The latest GPUs, such as Nvidia’s Tesla T4 AI chip, boast impressive specifications, running almost 12 times faster than the preceding P4 chip at the half precision FP16 floating point arithmetic relevant for AI calculations. But the problem can lie in keeping them fed continuously with data during the training of machine learning algorithms in particular. If data does not arrive like a production line, ready to be used at the optimal time, the chip ends up idling, and in practice this can account for a remarkable proportion of the time taken for active algorithm training.

According to Andy Watson, CTO of WekaIO, which has developed a parallel file system optimized for flash memory, a GPU can be idle for up to 99% of the training time, with obvious scope therefore for slashing the duration of training. Many in the field have come to accept training times in the order of weeks without realizing that the GPUs involved are performing very inefficiently. Watson cited a case of a self-driving car system where the training time was cut by 80x, bringing the total down from two weeks to four hours, giving much greater scope for experimentation as a result of eliminating excessive wait states.

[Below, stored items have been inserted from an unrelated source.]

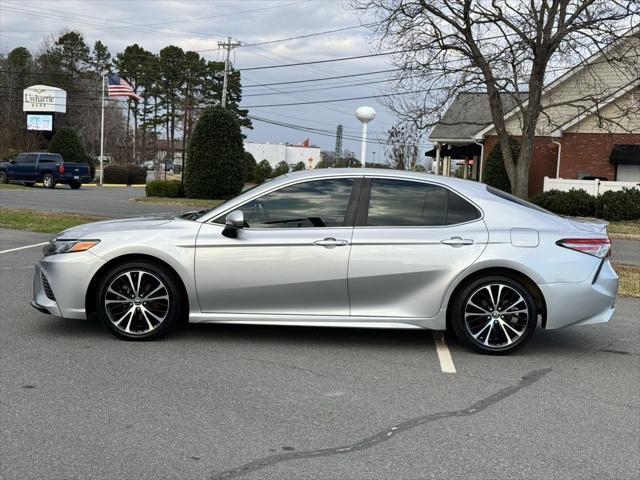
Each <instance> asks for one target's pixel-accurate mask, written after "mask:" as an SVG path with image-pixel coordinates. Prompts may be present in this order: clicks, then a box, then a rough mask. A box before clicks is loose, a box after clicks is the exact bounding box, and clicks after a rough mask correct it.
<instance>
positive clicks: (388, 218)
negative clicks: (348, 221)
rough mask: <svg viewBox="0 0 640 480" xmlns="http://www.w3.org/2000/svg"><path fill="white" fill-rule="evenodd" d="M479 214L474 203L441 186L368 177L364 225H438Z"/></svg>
mask: <svg viewBox="0 0 640 480" xmlns="http://www.w3.org/2000/svg"><path fill="white" fill-rule="evenodd" d="M479 217H480V213H479V212H478V210H477V209H476V208H475V207H474V206H473V205H471V204H470V203H469V202H467V201H466V200H465V199H463V198H462V197H460V196H459V195H457V194H455V193H453V192H451V191H450V190H448V189H446V188H444V187H441V186H438V185H432V184H428V183H422V182H412V181H406V180H395V179H384V178H373V179H371V190H370V194H369V210H368V214H367V223H366V224H367V226H370V227H439V226H444V225H453V224H457V223H464V222H468V221H471V220H474V219H476V218H479Z"/></svg>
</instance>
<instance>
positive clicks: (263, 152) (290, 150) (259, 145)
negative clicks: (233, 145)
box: [244, 142, 320, 169]
mask: <svg viewBox="0 0 640 480" xmlns="http://www.w3.org/2000/svg"><path fill="white" fill-rule="evenodd" d="M307 143H308V142H307ZM244 149H245V151H247V152H249V153H250V154H251V155H253V158H255V159H256V162H258V163H260V162H261V161H262V160H267V161H268V162H269V164H270V165H271V166H272V167H274V168H275V166H276V165H277V164H278V163H280V162H282V161H285V162H287V164H289V167H291V168H293V167H294V166H295V165H296V164H297V163H298V162H302V163H304V165H305V167H306V168H307V169H312V168H315V167H316V165H317V164H318V162H319V161H320V147H310V146H303V145H286V144H284V143H255V142H245V143H244Z"/></svg>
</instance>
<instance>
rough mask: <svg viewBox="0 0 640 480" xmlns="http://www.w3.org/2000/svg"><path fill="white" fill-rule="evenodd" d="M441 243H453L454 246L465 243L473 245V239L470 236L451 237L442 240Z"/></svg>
mask: <svg viewBox="0 0 640 480" xmlns="http://www.w3.org/2000/svg"><path fill="white" fill-rule="evenodd" d="M440 243H443V244H445V245H451V246H452V247H461V246H463V245H473V240H472V239H470V238H461V237H451V238H450V239H448V240H440Z"/></svg>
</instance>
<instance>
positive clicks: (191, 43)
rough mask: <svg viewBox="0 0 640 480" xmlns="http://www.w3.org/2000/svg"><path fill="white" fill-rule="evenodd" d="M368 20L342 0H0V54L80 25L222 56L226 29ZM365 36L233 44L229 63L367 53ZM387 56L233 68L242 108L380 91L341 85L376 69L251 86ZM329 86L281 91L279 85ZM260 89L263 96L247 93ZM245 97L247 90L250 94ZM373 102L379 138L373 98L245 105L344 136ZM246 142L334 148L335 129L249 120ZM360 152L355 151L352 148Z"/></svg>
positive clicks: (325, 73)
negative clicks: (266, 84)
mask: <svg viewBox="0 0 640 480" xmlns="http://www.w3.org/2000/svg"><path fill="white" fill-rule="evenodd" d="M366 21H367V19H365V18H361V17H359V15H358V14H357V13H356V12H354V11H352V10H350V9H349V8H348V7H347V5H346V4H345V2H343V1H341V0H303V1H300V0H181V1H177V0H176V1H169V0H135V1H134V0H49V1H37V0H26V1H16V0H0V50H1V51H2V52H4V53H6V52H8V51H10V50H11V49H13V48H15V47H18V46H25V47H27V48H28V49H29V50H31V51H32V52H37V51H38V49H39V48H40V46H41V44H42V39H43V38H44V37H45V36H48V35H50V34H56V33H58V32H60V30H62V29H64V28H68V29H73V30H79V31H81V32H82V33H83V34H84V36H85V40H86V41H87V43H88V44H90V45H93V42H94V41H95V40H101V41H103V42H104V43H106V44H107V45H108V47H109V49H110V51H111V53H112V54H115V53H117V52H120V51H122V50H123V49H124V48H125V47H126V46H127V45H130V44H133V43H138V44H139V45H140V46H142V47H144V48H146V49H147V50H150V51H153V52H156V53H157V52H158V51H159V50H160V49H161V48H163V47H165V46H167V45H170V44H173V45H177V46H179V47H181V48H183V49H184V50H196V51H200V50H210V51H207V52H201V55H203V56H204V57H205V58H207V59H210V60H214V59H222V58H223V57H222V52H220V51H218V41H219V40H224V39H226V37H227V36H228V35H229V36H231V37H233V38H234V39H236V40H239V41H241V42H243V43H249V44H250V43H257V42H265V41H270V40H278V39H283V38H288V37H294V36H299V35H306V34H310V33H316V32H322V31H327V30H333V29H339V28H345V27H352V26H356V25H360V24H361V23H363V22H366ZM374 44H375V42H374V39H372V38H371V37H370V35H369V32H368V31H367V29H366V28H356V29H350V30H346V31H343V32H338V33H333V34H330V35H321V36H315V37H310V38H305V39H298V40H292V41H285V42H278V43H273V44H268V45H261V46H246V47H241V48H237V49H236V50H235V51H234V54H233V63H234V66H235V67H236V68H240V69H242V68H247V67H255V66H263V65H274V64H286V63H296V62H307V61H314V60H323V59H329V58H336V57H348V56H356V55H366V54H368V53H372V52H374V50H373V47H372V45H374ZM388 61H389V60H388V59H387V58H386V57H371V58H366V59H359V60H352V61H344V62H335V63H326V64H321V65H310V66H296V67H287V68H276V69H268V70H255V71H247V72H243V73H242V78H243V81H242V83H243V87H244V92H243V93H244V98H243V103H242V104H243V105H244V106H256V105H265V104H274V103H291V102H303V101H313V100H329V99H337V98H348V97H361V96H368V95H376V94H379V93H381V92H383V88H384V85H385V84H384V83H377V84H373V85H358V86H346V87H345V86H344V85H345V84H353V83H361V82H365V81H376V80H382V79H384V78H385V76H384V75H385V74H378V75H373V76H364V77H353V78H347V79H342V80H333V81H331V82H314V83H307V84H304V83H303V84H294V85H286V86H277V87H270V88H268V87H254V88H251V87H250V86H249V85H251V84H258V83H271V82H282V81H291V80H304V79H308V78H317V77H329V76H334V75H349V74H354V73H361V72H371V71H377V70H385V69H389V68H393V66H392V65H391V64H389V63H388ZM327 86H331V87H332V88H331V89H326V90H317V91H307V92H296V93H280V92H286V91H287V90H303V89H317V88H321V87H327ZM256 94H268V95H256ZM250 95H254V96H250ZM360 105H371V106H373V107H374V108H375V109H376V110H377V112H378V115H377V117H376V119H375V120H374V121H373V123H372V124H371V125H370V132H373V134H372V135H370V138H371V137H373V140H374V141H375V138H376V137H380V138H381V139H382V138H384V137H385V133H384V132H386V130H387V129H388V128H389V127H390V126H391V125H392V124H393V122H394V118H393V116H392V114H390V113H389V112H388V111H387V110H386V109H385V107H384V106H383V105H381V104H380V103H379V102H378V101H376V100H375V99H372V100H355V101H345V102H336V103H328V104H321V105H305V106H289V107H269V108H250V113H251V114H253V115H259V116H261V117H265V118H268V119H272V120H277V121H280V122H285V123H290V124H296V125H299V126H304V127H307V126H310V127H315V128H321V129H326V130H329V131H331V132H334V131H335V129H336V126H337V125H338V124H342V125H343V126H344V130H345V137H358V136H359V131H360V123H359V122H358V120H357V119H356V118H355V115H354V112H355V109H356V108H357V107H358V106H360ZM245 133H246V134H247V136H248V139H249V140H250V141H257V142H272V143H278V142H295V143H297V142H301V141H302V140H303V139H304V138H306V137H309V138H310V140H311V142H312V143H315V144H317V145H320V146H321V147H322V148H323V149H328V150H333V148H334V145H335V136H333V135H331V136H323V135H320V134H316V133H305V132H302V131H297V130H292V129H289V128H286V127H280V126H274V125H269V124H264V123H260V122H254V129H253V130H249V131H246V132H245ZM344 147H345V148H349V149H350V150H353V151H355V152H359V142H358V141H356V140H355V139H349V138H345V140H344ZM374 151H375V152H376V160H380V159H381V154H383V146H381V145H375V144H372V145H370V146H369V148H368V155H367V157H368V158H367V161H372V160H373V153H372V152H374ZM358 155H359V153H358Z"/></svg>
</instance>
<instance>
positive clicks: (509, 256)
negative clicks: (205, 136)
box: [31, 169, 618, 354]
mask: <svg viewBox="0 0 640 480" xmlns="http://www.w3.org/2000/svg"><path fill="white" fill-rule="evenodd" d="M609 255H610V242H609V238H608V236H607V233H606V229H605V225H604V224H597V223H587V222H581V221H577V220H574V219H569V218H563V217H560V216H557V215H554V214H552V213H549V212H547V211H545V210H542V209H540V208H538V207H536V206H534V205H532V204H529V203H527V202H524V201H522V200H520V199H518V198H516V197H513V196H511V195H508V194H505V193H503V192H501V191H499V190H495V189H493V188H491V187H487V186H486V185H484V184H481V183H476V182H471V181H466V180H458V179H453V178H444V177H438V176H433V175H429V174H421V173H410V172H400V171H393V170H369V169H335V170H327V169H323V170H317V171H312V172H298V173H291V174H288V175H284V176H282V177H279V178H277V179H275V180H273V181H271V182H268V183H265V184H263V185H261V186H259V187H256V188H254V189H252V190H249V191H247V192H244V193H243V194H241V195H240V196H238V197H236V198H234V199H232V200H229V201H227V202H225V203H224V204H222V205H220V206H218V207H217V208H214V209H212V210H206V211H201V212H189V213H187V214H185V215H182V216H180V217H169V216H156V217H142V218H135V219H124V220H113V221H105V222H97V223H90V224H86V225H81V226H78V227H74V228H71V229H69V230H65V231H64V232H61V233H60V234H58V235H57V236H56V237H55V238H53V239H52V240H51V242H50V244H49V245H48V246H47V247H45V250H44V257H43V258H42V259H41V260H40V261H39V262H38V264H37V265H36V267H35V276H34V280H33V301H32V302H31V303H32V305H33V306H34V307H35V308H37V309H38V310H40V311H42V312H45V313H50V314H53V315H57V316H62V317H65V318H83V319H84V318H89V317H94V316H95V317H97V318H98V319H100V321H101V322H102V323H103V324H104V325H105V326H106V327H108V328H109V329H110V330H111V331H112V332H113V333H114V334H116V335H117V336H119V337H123V338H128V339H139V340H142V339H151V338H156V337H158V336H160V335H162V334H164V333H166V332H167V331H168V330H169V329H170V328H171V327H172V326H174V325H175V324H177V323H178V322H179V321H180V320H181V319H188V320H189V321H190V322H193V323H237V324H268V325H304V326H332V327H368V328H404V329H435V330H445V329H449V328H451V329H453V331H455V333H456V334H457V336H458V337H459V338H460V340H461V341H462V342H464V343H465V344H466V345H468V346H469V347H471V348H473V349H475V350H477V351H479V352H482V353H489V354H504V353H509V352H513V351H514V350H516V349H518V348H520V347H522V346H523V345H524V344H525V343H527V341H529V340H530V339H531V336H532V334H533V332H534V330H535V328H536V327H537V325H541V327H542V328H546V329H556V328H560V327H565V326H569V325H590V324H596V323H604V322H608V321H609V319H610V318H611V316H612V315H613V312H614V302H615V298H616V292H617V289H618V277H617V276H616V274H615V272H614V270H613V269H612V267H611V264H610V262H609Z"/></svg>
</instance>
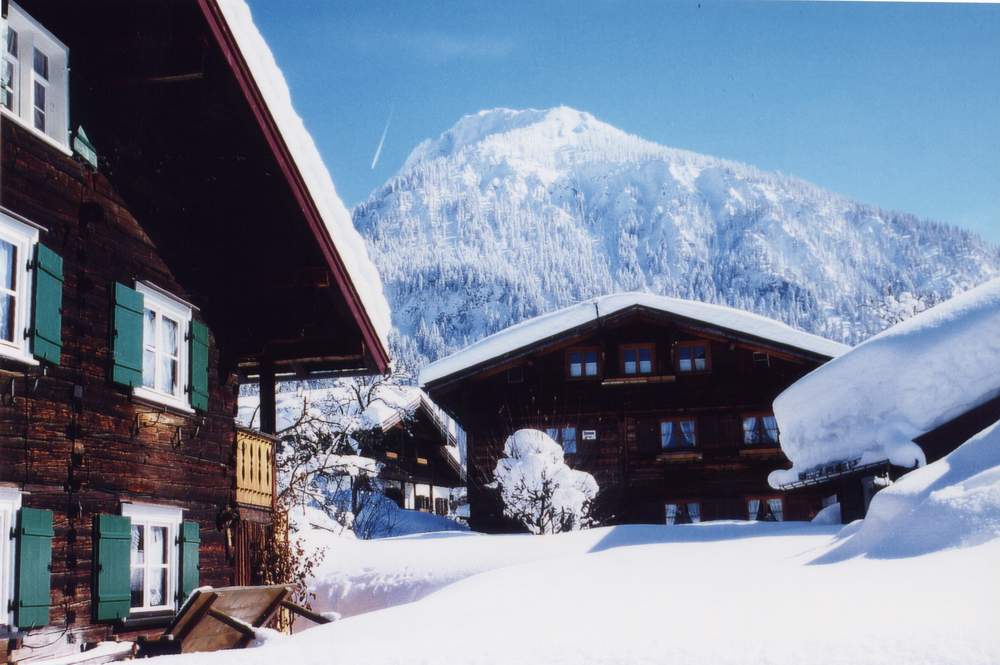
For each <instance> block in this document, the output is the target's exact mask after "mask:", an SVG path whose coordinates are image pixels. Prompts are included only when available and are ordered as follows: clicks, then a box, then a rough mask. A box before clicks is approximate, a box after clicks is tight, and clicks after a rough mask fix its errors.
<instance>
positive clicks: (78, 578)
mask: <svg viewBox="0 0 1000 665" xmlns="http://www.w3.org/2000/svg"><path fill="white" fill-rule="evenodd" d="M18 4H19V5H20V7H21V8H23V10H24V11H26V12H27V13H29V14H30V15H31V16H32V17H33V18H34V19H36V20H37V21H38V22H39V23H41V24H42V25H44V26H45V28H47V29H48V30H49V31H51V32H52V33H53V34H55V35H57V36H58V37H59V39H60V40H61V41H62V42H64V43H65V44H66V46H67V47H68V48H69V52H70V54H71V58H72V71H71V74H70V81H69V86H68V90H69V116H70V123H71V124H70V126H71V127H72V128H74V129H75V128H76V127H78V126H79V125H85V126H86V127H87V133H88V134H89V136H90V138H91V140H92V141H93V143H94V144H95V145H96V146H97V149H98V151H99V154H100V155H101V159H100V161H99V163H98V168H97V169H96V170H95V169H93V168H91V167H90V166H89V165H87V164H85V163H84V162H83V161H81V159H80V158H79V157H77V156H71V155H70V154H69V150H67V149H66V148H63V149H60V148H58V147H56V146H54V145H52V142H51V141H45V140H42V138H40V137H39V136H38V135H37V132H35V131H33V130H32V128H30V127H27V126H25V125H24V124H23V123H20V122H17V121H15V120H14V119H12V118H11V117H10V116H8V115H3V116H0V151H2V165H0V210H2V212H3V213H4V214H5V215H7V216H9V217H10V218H14V219H17V220H22V221H24V222H25V223H27V224H30V225H37V227H38V228H39V229H40V230H39V231H38V234H39V241H40V242H41V243H43V244H44V245H45V246H46V247H48V248H49V249H51V250H53V251H54V252H55V253H56V254H58V256H60V257H61V258H62V268H63V273H62V274H63V280H64V281H63V286H62V290H61V298H62V301H61V335H62V339H61V342H62V347H61V358H60V359H59V361H58V362H42V363H38V364H35V363H27V362H21V361H17V360H12V359H5V358H3V357H0V490H2V489H9V490H12V491H16V492H18V493H19V495H20V501H21V505H22V506H24V507H30V508H32V509H42V510H47V511H51V515H52V526H53V537H52V538H51V580H50V589H49V607H48V621H47V623H46V624H45V625H44V626H40V627H37V628H34V629H24V628H23V627H22V628H20V629H19V628H16V627H15V626H14V625H9V623H10V622H8V620H7V614H6V608H3V609H2V610H0V660H4V659H6V660H9V661H22V660H34V659H38V658H42V657H47V656H51V655H54V654H61V653H68V652H72V651H78V650H79V649H80V648H81V647H82V646H84V645H86V644H89V643H93V642H96V641H100V640H109V639H120V638H121V639H131V638H134V637H135V636H136V635H138V634H141V633H143V632H148V631H151V630H155V629H156V628H157V627H159V626H162V625H163V624H164V623H165V622H166V621H167V620H169V615H170V614H171V613H172V611H167V612H165V613H146V614H143V615H139V614H133V615H132V616H130V617H129V618H128V619H127V620H100V619H98V617H97V612H96V604H97V592H96V590H95V589H96V586H97V584H98V582H97V579H98V576H99V574H100V573H101V571H100V570H99V568H100V566H99V565H98V562H97V557H96V555H95V533H96V530H95V529H96V527H95V518H96V517H97V516H98V515H121V514H122V511H123V506H125V505H128V504H131V503H149V504H156V505H162V506H170V507H173V508H178V509H181V510H182V511H183V516H184V520H185V521H186V522H190V523H193V524H194V529H195V533H196V534H197V535H196V536H195V537H194V538H196V539H200V545H198V544H196V545H195V547H196V548H197V557H196V558H197V559H198V561H199V569H198V571H197V573H196V576H195V578H194V579H195V580H196V582H197V583H198V584H204V585H213V586H225V585H230V584H234V583H247V582H252V581H253V576H254V574H255V573H254V571H255V569H256V565H257V564H256V560H255V556H257V555H256V554H255V552H254V551H253V550H254V548H259V547H260V546H261V544H262V541H263V540H265V539H267V538H270V537H271V534H270V532H269V530H268V529H269V526H270V510H271V507H270V506H268V505H260V504H259V503H258V504H256V505H255V504H253V503H243V502H241V501H238V500H237V499H238V497H237V493H236V490H237V485H238V479H237V473H236V469H237V463H238V460H239V451H238V450H237V448H236V443H237V428H236V425H235V416H236V396H237V391H238V385H239V381H241V380H254V381H257V380H260V381H261V382H262V384H263V385H262V394H263V395H264V396H265V397H266V395H268V394H270V395H271V396H272V399H271V401H270V404H268V403H267V400H266V399H264V400H262V402H263V404H262V407H263V409H264V411H265V412H266V415H267V417H266V418H262V421H269V422H270V423H271V427H272V428H273V423H274V413H273V411H274V407H273V393H274V387H273V382H274V381H275V376H276V375H279V376H280V375H281V374H282V373H295V374H297V375H300V376H309V375H315V374H318V373H329V372H367V371H372V370H375V371H381V370H384V369H385V366H386V362H387V356H386V354H385V350H384V349H383V348H382V346H381V343H380V342H379V341H378V338H377V336H374V333H373V330H372V326H371V322H370V321H369V320H368V319H367V318H366V315H365V313H364V307H363V305H361V304H360V302H359V300H358V297H357V292H356V290H355V285H353V284H351V283H350V280H349V278H347V276H346V272H345V269H344V266H343V265H342V263H341V262H340V258H339V257H338V255H337V254H336V247H335V246H334V245H333V242H332V239H331V238H330V236H329V233H328V232H327V231H325V230H323V231H321V230H318V229H317V227H316V224H317V223H320V224H321V223H322V220H321V219H318V217H317V215H318V212H317V209H316V206H315V204H314V203H313V202H312V200H311V199H310V193H309V192H308V191H307V190H306V189H305V186H304V184H303V182H302V178H301V176H300V175H299V174H298V173H297V171H296V166H295V164H294V162H293V161H292V160H291V158H290V155H289V153H288V150H287V147H286V146H284V145H283V143H282V140H281V136H280V133H278V132H277V129H276V127H275V121H274V118H272V117H271V116H270V114H269V112H268V109H267V108H266V106H264V105H263V100H262V96H261V94H260V92H259V90H256V88H255V83H254V81H253V79H252V77H251V76H250V75H249V70H248V69H247V67H246V63H245V62H244V61H243V58H242V55H241V54H240V52H239V49H238V47H237V45H236V42H235V40H234V39H233V36H232V34H230V33H229V31H228V27H227V26H226V24H225V21H224V19H223V18H222V15H221V12H220V11H219V9H218V7H217V6H216V5H215V3H214V2H212V1H211V0H206V1H204V2H198V1H196V0H191V1H184V2H182V1H177V2H173V1H170V2H167V1H163V2H159V1H154V2H148V3H142V4H141V5H135V4H134V3H131V2H113V1H112V2H106V3H97V4H96V5H95V4H90V3H87V4H88V6H86V7H85V6H84V4H83V3H50V2H40V1H34V0H25V1H24V2H21V3H18ZM3 5H4V7H5V8H6V7H7V3H6V2H4V3H3ZM289 266H292V267H289ZM139 282H148V283H152V284H155V285H156V287H158V288H159V289H162V290H163V291H165V292H168V293H169V294H171V295H172V296H174V297H176V298H177V299H180V300H183V301H185V302H187V303H190V304H191V306H192V312H193V319H194V320H195V321H197V322H199V323H202V324H205V325H206V326H207V328H208V330H209V331H210V334H209V338H208V344H207V346H208V362H207V365H208V384H207V394H208V398H207V406H206V407H205V408H199V409H197V410H194V409H191V410H186V409H177V408H172V407H169V406H164V405H163V404H162V403H157V402H153V401H145V400H143V399H141V398H139V397H138V396H136V395H135V394H133V391H132V390H130V389H128V388H126V387H122V386H120V385H117V384H116V383H114V382H113V381H112V380H111V378H110V375H111V368H112V366H113V364H114V359H113V353H114V352H113V347H114V343H115V342H114V339H113V334H112V331H113V328H114V326H113V317H114V314H113V312H114V307H113V303H114V299H113V292H114V288H115V286H114V285H115V283H120V284H128V285H132V284H137V283H139ZM268 407H270V408H268ZM265 463H266V464H273V457H268V458H266V460H265ZM133 537H134V536H133ZM188 542H192V543H197V540H192V539H190V538H189V541H188ZM0 574H5V571H0ZM178 584H180V583H178ZM181 588H183V587H181ZM24 591H25V590H24V589H18V593H23V592H24ZM168 591H169V589H168ZM43 595H44V592H43Z"/></svg>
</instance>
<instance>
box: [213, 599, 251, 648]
mask: <svg viewBox="0 0 1000 665" xmlns="http://www.w3.org/2000/svg"><path fill="white" fill-rule="evenodd" d="M208 616H210V617H212V618H213V619H215V620H216V621H221V622H222V623H224V624H226V625H227V626H229V627H230V628H232V629H233V630H235V631H236V632H238V633H239V634H240V635H242V636H243V638H244V639H245V640H252V639H253V638H254V636H255V635H256V634H257V633H255V632H254V630H253V628H251V627H250V626H248V625H246V624H245V623H243V622H242V621H237V620H236V619H234V618H233V617H231V616H229V615H228V614H225V613H223V612H220V611H219V610H217V609H215V608H212V607H210V608H209V609H208Z"/></svg>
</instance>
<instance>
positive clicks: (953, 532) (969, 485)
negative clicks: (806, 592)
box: [819, 423, 1000, 562]
mask: <svg viewBox="0 0 1000 665" xmlns="http://www.w3.org/2000/svg"><path fill="white" fill-rule="evenodd" d="M840 535H841V538H843V542H842V543H840V544H838V545H837V546H836V547H834V548H833V549H832V550H831V551H830V552H828V553H827V554H825V555H824V556H822V557H820V558H819V561H821V562H829V561H840V560H843V559H845V558H849V557H851V556H857V555H859V554H864V555H865V556H868V557H877V558H900V557H909V556H914V555H917V554H924V553H926V552H935V551H939V550H943V549H946V548H963V547H972V546H975V545H979V544H981V543H984V542H989V541H991V540H995V539H997V538H998V537H1000V423H994V424H993V425H992V426H991V427H988V428H986V429H985V430H983V431H982V432H980V433H979V434H977V435H976V436H974V437H972V438H971V439H969V440H968V441H966V442H965V443H964V444H962V445H961V446H959V447H958V448H957V449H956V450H954V451H952V452H951V453H950V454H949V455H947V456H946V457H944V458H943V459H940V460H938V461H936V462H934V463H933V464H929V465H928V466H925V467H923V468H920V469H916V470H915V471H912V472H910V473H908V474H906V475H905V476H903V477H902V478H900V479H899V481H898V482H896V483H895V484H894V485H892V486H891V487H889V488H887V489H884V490H882V491H881V492H879V493H878V494H876V495H875V497H874V499H872V503H871V506H870V507H869V509H868V515H867V516H866V517H865V519H864V521H863V522H862V523H861V524H859V525H858V524H855V525H849V526H848V527H847V528H845V530H844V531H843V532H841V534H840Z"/></svg>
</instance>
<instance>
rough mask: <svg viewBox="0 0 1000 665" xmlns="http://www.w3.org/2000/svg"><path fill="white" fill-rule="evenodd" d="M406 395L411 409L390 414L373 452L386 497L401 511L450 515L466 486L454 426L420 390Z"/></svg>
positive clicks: (442, 514) (443, 514)
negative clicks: (454, 429) (460, 493)
mask: <svg viewBox="0 0 1000 665" xmlns="http://www.w3.org/2000/svg"><path fill="white" fill-rule="evenodd" d="M403 390H404V394H405V395H406V396H407V397H408V398H409V399H408V400H407V402H408V403H407V404H405V405H403V406H402V407H401V408H398V409H389V410H388V413H387V414H386V417H385V418H383V419H382V421H381V422H380V423H379V428H380V429H381V431H382V433H383V438H382V441H381V443H380V445H379V446H378V448H377V450H375V451H373V454H375V455H376V458H377V459H378V461H379V462H381V463H382V470H381V471H380V472H379V477H380V478H381V479H382V480H383V482H384V484H385V488H386V489H385V494H386V496H388V497H389V498H391V499H393V500H394V501H395V502H396V503H397V504H398V505H399V507H400V508H405V509H407V510H419V511H422V512H433V513H435V514H437V515H448V514H449V513H451V512H452V510H451V490H452V489H454V488H456V487H460V486H462V485H464V484H465V472H464V470H463V469H462V464H461V461H460V457H459V452H458V445H457V442H456V439H455V431H454V428H453V423H450V422H449V421H450V419H449V418H448V417H447V416H445V415H444V414H443V413H442V412H441V411H440V409H439V408H438V407H437V406H435V405H434V404H433V403H432V402H431V401H430V399H429V398H428V397H427V395H426V394H425V393H424V392H423V391H422V390H417V389H415V388H404V389H403Z"/></svg>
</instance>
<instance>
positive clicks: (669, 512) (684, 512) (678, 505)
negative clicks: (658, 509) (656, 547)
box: [664, 501, 701, 524]
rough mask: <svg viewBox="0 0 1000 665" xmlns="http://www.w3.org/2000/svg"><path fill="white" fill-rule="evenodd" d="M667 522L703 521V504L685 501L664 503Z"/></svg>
mask: <svg viewBox="0 0 1000 665" xmlns="http://www.w3.org/2000/svg"><path fill="white" fill-rule="evenodd" d="M664 513H665V519H666V524H697V523H698V522H700V521H701V504H700V503H698V502H697V501H685V502H678V503H667V504H664Z"/></svg>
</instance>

WekaIO’s file system, called MatrixFS, aggregates local SSDs (Solid State Drives) inside the servers into one logical pool, which is then presented to host applications as a distributed and massively parallel file system. This has attracted the attention of a few partners involved in high performance computing, including the San Diego Supercomputer Center, used for applications that are part of the grand challenges of science outlined by the US National Science Foundation (NSF). This fast I/O is therefore still work in progress, but WekaIO can at least point to impressive utilization gains achieved by streamlining deliver of data from such fast flash layers to GPUs. We anticipate this being a growing field spanning AI and high-performance computing research.